The CAG140 knock-in (CAG 140 KI) allele was designed by Dr. Marie-Francoise Chesselet (University of California, Los Angeles). A fragment extending from 18 bp upstream of the polyglutamine stretch in huntingtin (Htt; HD or Hdh) exon 1 to 100 bp into intron 1 was replaced with human HTT sequence containing 140 repeats of a pure CAG tract [(CAG)nCAACAG, encoding polyglutamine (no arginine codon)]. A floxed neo cassette was retained 1.3 kbp upstream of exon 1. The targeting vector was microinjected into 129S1/Sv-Oca2+ Tyr+ Kitl+-derived W9.5/W95 embryonic stem (ES) cells. The CAG 140 KI mice were backcrossed with C57BL/6J inbred mice (Stock No. 000664) at least four or five generations to create the C57BL/6J-congenic colony (B6J.CAG 140 KI), called CHDI Foundation colony Stock No. 370625 [CHDI-81003002]. In 2014, heterozygous animals with ~146 CAG repeat length were sent from the CHDI Foundation colony to The Jackson Laboratory Repository, from which B6J.CAG 140 KI heterozygotes are available as Stock No. 027409.

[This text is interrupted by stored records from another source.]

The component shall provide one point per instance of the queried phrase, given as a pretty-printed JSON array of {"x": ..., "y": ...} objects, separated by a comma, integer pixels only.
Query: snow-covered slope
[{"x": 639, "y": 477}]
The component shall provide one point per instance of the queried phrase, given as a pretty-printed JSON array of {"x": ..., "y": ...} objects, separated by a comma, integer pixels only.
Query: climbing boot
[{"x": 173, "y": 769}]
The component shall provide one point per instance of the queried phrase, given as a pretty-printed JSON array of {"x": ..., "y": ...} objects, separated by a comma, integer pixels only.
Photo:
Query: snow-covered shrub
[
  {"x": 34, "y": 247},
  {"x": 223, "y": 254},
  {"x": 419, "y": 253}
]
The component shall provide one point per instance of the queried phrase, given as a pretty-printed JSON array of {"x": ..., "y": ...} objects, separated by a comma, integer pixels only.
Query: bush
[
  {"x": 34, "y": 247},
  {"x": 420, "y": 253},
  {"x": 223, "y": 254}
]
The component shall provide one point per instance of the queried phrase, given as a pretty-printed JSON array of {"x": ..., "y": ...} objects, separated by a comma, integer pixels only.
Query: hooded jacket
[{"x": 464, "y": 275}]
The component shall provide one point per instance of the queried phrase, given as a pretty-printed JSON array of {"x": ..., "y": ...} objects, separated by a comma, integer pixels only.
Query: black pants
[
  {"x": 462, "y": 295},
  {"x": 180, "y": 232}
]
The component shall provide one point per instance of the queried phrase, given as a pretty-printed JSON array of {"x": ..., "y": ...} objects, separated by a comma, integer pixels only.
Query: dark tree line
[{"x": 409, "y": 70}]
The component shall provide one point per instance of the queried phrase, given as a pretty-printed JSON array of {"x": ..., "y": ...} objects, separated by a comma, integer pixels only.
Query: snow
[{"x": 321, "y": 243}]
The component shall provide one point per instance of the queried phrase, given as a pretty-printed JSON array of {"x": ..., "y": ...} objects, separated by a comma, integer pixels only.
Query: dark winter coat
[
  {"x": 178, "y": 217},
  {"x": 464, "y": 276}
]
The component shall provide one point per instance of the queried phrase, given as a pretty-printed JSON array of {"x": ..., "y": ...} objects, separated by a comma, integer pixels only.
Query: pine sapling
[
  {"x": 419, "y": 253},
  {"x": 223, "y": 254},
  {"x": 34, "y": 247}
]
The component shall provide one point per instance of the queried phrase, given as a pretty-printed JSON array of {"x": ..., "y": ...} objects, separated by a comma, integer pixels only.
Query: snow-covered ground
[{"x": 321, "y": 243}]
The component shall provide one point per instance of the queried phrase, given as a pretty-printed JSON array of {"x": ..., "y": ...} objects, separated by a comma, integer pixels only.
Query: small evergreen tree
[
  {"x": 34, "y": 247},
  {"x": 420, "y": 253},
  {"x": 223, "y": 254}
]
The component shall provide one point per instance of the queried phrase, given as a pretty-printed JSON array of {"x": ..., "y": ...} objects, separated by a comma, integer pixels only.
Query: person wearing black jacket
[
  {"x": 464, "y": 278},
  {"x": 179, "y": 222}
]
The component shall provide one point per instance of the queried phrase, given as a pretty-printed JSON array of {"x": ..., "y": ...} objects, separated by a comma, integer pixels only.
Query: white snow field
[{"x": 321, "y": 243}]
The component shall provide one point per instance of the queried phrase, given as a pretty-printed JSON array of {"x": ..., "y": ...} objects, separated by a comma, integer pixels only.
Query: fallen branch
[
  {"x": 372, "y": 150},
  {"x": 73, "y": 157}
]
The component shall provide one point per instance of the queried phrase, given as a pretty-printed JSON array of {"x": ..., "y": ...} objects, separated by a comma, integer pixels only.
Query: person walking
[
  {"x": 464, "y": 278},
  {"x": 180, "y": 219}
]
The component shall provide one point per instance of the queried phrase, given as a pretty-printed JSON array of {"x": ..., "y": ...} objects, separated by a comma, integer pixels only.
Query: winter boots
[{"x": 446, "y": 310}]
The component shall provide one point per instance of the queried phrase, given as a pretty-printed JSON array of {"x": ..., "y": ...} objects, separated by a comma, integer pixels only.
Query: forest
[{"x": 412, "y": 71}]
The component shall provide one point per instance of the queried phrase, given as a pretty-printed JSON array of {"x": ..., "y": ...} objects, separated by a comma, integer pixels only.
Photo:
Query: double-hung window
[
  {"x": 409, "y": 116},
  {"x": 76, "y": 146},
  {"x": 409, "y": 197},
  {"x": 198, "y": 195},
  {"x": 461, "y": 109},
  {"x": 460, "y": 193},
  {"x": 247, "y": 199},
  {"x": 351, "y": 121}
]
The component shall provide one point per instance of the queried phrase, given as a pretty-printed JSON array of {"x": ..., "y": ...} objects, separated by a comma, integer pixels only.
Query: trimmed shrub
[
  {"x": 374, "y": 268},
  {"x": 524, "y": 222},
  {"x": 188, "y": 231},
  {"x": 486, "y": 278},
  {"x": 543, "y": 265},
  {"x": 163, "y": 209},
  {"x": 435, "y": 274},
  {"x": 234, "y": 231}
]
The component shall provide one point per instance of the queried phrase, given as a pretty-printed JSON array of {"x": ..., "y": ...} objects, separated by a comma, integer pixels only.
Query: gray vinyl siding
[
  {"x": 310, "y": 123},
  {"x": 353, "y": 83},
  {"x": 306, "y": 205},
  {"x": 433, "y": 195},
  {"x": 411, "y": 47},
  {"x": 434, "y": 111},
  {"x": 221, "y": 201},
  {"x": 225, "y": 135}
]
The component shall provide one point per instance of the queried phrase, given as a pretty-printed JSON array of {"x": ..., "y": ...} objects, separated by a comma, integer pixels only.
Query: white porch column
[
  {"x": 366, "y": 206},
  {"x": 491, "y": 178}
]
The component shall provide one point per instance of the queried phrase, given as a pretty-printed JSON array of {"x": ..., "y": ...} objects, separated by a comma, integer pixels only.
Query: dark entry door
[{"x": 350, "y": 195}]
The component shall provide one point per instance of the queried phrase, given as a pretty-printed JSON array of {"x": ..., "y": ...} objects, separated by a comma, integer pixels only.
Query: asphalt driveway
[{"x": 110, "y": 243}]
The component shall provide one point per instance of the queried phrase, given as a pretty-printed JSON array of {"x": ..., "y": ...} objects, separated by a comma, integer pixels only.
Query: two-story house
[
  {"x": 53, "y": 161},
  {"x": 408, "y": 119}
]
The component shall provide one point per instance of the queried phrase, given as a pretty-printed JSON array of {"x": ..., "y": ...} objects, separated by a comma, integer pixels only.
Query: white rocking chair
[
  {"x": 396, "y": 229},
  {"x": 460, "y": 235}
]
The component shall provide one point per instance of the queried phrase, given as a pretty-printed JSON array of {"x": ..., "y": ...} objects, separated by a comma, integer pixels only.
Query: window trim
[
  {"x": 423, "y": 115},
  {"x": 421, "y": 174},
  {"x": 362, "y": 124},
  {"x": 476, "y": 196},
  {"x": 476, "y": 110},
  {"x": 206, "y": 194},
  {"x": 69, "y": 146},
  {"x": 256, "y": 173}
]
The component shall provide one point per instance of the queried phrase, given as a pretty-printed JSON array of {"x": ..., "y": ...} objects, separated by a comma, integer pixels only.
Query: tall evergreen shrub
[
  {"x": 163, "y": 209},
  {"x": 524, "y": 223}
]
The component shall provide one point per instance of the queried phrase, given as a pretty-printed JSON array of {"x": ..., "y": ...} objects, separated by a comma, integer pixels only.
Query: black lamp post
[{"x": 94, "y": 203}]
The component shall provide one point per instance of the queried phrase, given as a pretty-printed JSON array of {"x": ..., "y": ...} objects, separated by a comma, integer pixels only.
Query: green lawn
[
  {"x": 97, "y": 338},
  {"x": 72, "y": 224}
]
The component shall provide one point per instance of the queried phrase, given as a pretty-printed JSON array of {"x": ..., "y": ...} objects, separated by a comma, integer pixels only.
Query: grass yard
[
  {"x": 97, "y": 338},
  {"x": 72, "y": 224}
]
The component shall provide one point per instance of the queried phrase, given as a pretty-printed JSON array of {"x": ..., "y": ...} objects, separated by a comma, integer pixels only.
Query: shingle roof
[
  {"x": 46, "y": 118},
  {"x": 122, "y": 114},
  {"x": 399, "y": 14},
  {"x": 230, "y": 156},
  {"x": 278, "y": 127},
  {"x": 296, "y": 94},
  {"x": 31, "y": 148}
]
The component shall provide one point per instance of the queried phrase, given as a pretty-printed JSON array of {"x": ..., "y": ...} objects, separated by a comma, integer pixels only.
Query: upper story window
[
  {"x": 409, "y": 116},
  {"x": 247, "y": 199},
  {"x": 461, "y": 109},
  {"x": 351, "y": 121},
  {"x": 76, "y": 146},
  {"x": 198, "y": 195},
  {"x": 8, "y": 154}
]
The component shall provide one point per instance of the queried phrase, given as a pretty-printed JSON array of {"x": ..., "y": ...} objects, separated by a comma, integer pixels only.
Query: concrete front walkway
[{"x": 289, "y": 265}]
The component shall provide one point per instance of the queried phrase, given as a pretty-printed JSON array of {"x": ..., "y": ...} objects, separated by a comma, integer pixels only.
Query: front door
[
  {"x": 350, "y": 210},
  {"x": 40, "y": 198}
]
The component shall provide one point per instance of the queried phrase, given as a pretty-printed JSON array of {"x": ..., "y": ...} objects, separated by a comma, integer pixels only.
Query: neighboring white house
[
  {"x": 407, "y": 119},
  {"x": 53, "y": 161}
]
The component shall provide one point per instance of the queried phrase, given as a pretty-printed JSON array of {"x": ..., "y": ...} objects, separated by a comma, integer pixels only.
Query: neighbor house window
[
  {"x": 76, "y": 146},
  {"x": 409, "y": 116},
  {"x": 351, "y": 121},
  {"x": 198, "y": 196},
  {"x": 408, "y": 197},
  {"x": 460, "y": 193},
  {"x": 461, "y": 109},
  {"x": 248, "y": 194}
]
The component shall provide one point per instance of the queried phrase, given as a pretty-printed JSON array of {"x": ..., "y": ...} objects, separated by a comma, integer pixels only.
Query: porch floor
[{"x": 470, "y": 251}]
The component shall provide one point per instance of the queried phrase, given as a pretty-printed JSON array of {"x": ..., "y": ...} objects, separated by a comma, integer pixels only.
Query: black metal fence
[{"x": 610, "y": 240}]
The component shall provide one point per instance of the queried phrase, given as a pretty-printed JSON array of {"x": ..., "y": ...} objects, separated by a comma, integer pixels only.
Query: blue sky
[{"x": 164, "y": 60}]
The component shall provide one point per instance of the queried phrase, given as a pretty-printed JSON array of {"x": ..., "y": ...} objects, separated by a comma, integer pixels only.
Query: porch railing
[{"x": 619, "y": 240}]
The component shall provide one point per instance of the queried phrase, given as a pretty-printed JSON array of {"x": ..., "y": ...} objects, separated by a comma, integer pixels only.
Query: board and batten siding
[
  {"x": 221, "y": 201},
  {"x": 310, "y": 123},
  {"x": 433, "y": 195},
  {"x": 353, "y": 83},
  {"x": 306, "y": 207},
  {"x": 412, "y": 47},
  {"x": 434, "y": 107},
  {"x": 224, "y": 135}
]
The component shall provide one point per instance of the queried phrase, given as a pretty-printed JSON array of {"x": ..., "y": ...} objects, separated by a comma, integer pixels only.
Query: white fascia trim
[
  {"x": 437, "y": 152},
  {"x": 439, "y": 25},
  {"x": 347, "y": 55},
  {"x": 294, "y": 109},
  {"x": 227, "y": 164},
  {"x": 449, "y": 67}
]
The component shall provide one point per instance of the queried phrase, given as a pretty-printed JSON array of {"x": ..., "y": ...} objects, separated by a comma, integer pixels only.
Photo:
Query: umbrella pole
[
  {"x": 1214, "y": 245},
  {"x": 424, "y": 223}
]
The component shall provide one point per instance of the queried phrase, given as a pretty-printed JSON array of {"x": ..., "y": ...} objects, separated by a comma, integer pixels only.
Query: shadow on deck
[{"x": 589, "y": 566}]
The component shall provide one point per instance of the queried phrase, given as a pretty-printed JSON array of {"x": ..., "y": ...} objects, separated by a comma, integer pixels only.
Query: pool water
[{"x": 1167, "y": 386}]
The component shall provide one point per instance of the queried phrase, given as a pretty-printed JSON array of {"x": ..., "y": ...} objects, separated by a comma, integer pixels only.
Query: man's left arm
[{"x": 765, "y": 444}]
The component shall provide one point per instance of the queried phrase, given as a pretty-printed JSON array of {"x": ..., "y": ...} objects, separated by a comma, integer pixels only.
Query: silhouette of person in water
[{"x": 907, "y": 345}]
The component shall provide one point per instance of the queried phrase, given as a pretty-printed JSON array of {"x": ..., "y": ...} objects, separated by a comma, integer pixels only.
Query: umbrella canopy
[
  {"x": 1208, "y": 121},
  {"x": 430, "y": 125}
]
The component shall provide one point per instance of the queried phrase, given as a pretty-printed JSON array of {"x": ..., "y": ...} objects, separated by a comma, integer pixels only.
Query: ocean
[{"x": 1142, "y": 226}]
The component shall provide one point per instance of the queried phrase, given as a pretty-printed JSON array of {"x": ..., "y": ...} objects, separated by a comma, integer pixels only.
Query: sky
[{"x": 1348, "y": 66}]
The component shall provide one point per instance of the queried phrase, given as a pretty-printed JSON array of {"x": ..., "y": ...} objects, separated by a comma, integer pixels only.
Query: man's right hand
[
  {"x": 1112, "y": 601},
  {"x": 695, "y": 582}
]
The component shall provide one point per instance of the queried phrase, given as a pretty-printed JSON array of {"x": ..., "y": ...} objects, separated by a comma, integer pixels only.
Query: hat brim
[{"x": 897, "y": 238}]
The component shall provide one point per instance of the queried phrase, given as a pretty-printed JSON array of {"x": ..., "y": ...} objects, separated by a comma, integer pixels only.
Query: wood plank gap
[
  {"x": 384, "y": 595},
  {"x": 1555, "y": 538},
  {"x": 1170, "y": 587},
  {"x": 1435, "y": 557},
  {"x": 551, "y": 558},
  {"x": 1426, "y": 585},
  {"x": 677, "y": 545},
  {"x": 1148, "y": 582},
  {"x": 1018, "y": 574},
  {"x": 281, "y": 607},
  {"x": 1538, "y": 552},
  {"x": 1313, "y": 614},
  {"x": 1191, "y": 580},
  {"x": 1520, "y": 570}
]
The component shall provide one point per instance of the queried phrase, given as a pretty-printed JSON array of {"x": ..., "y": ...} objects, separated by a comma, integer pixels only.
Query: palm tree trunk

|Allele Name||targeted mutation 1, Marie-Francoise Chesselet|
|Allele Type||Targeted (Humanized sequence)|
|Allele Synonym(s)||140-CAG KI; CAG140; CAG140 KI; HdhQ140; Q140; Q175 KI; zQ175|
|Gene Symbol and Name||Htt, huntingtin|
|Strain of Origin||129S1/Sv-Oca2+ Tyr+ Kitl+|
|Molecular Note||A fragment extending from 18 bp upstream of the polyglutamine stretch in exon 1 to 100 bp into intron 1 was replaced with human HD sequence containing 140 CAG repeats. A floxed neo cassette was retained 1.3 kb upstream of exon 1. Western blot analysis of homozygous mutant cerebellum and forebrain tissues identified protein corresponding with the mouse/human hybrid protein. Similar levels of mutant and endogenous protein were observed. The repeat number is not stable and may expand or contract.|
When maintaining our live colony, heterozygous mice are bred to C57BL/6J inbred mice (Stock No. 000664).
When using the B6J.CAG 140 KI ; B6J.CAG140 knock-in ; Q140 on C57BL/6J background ; CHDI-81003002 mouse strain in a publication, please cite the originating article(s) and include JAX stock #027409 in your Materials and Methods section.